Java CSV parser library comparisons
June 22, 2011 12:14:15 Last update: June 22, 2011 12:15:12
Parsing a CVS file seemed to be a sore spot for software development. It's not simple enough that you can roll your own code in a couple of hours, and yet not deemed big enough for a full-fledged project. As a result, there are multiple libraries, each one with its own quirks. This is a summary of some simple tests I've done with five CSV parsers.
Conclusion? I'll use the Skife CSV parser if I know there are no "new line" characters in my data. I'll use the Apache CSV parser if I know there are no backslashes in my data.
- Apache commons CSV parser:
- Does not escape backslash. The backslash is treated as literal if not proceeding a double quote, but then there's no way to have a backslash as the last character before the ending quote (even though it's a rare scenario).

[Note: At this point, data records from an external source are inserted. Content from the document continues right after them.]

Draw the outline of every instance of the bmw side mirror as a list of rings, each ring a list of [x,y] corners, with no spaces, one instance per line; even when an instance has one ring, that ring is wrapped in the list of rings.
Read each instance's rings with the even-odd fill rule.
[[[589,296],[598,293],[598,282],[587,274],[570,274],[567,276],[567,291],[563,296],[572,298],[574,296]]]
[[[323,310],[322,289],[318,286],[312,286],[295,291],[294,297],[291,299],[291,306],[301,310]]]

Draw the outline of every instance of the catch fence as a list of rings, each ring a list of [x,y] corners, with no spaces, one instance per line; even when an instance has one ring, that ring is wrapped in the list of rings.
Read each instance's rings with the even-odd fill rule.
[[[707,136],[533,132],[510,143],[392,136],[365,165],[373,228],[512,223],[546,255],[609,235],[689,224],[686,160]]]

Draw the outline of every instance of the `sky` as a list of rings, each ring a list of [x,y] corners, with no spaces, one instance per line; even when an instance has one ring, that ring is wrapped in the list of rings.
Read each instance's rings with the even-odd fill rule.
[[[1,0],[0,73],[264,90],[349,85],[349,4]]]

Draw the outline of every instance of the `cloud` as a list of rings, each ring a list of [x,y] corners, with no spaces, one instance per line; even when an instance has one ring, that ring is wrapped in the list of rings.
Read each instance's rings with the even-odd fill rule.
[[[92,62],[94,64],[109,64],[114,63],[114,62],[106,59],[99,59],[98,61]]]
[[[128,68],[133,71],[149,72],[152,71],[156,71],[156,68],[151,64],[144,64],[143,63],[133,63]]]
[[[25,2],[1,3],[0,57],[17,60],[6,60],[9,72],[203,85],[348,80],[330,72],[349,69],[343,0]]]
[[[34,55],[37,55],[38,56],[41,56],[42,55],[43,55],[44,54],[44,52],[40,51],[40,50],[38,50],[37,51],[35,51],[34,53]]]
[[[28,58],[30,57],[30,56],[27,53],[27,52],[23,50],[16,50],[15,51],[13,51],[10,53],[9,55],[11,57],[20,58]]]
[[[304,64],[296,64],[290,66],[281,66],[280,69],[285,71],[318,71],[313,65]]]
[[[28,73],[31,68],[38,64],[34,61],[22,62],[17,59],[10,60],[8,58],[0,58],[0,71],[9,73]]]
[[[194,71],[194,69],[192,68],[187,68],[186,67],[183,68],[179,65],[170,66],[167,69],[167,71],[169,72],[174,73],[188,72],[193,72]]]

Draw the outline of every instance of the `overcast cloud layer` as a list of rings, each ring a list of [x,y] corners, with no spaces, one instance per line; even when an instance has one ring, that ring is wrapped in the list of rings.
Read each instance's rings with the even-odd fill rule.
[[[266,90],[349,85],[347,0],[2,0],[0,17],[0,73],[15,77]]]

- IOException thrown for unmatched quotes
- Does not escape backslash. The backslash is treated as literal if not proceeding a double quote, but then there's no way to have a backslash as the last character before the ending quote (even though it's a rare scenario).
- SuperCSV parser
- Can't handle escapes inside quotes
- Throws Exception for unmatched quotes
- Can't handle escapes inside quotes
- OstermillerUtils CSV parser
- Can't handle escapes inside quotes
- Space before quotation mark messes up parsing
- Does not handle new line inside quotes
- Can't handle escapes inside quotes
- OpenCSV CSV parser
- Mishandles spaces before and between items
- Silently ignores unmatched quotes
- Mishandles spaces before and between items
- Skife CSV parser
- Does not handle new line inside quotes
- Does not handle new line inside quotes
Conclusion? I'll use the Skife CSV parser if I know there are no "new line" characters in my data. I'll use the Apache CSV parser if I know there are no backslashes in my data.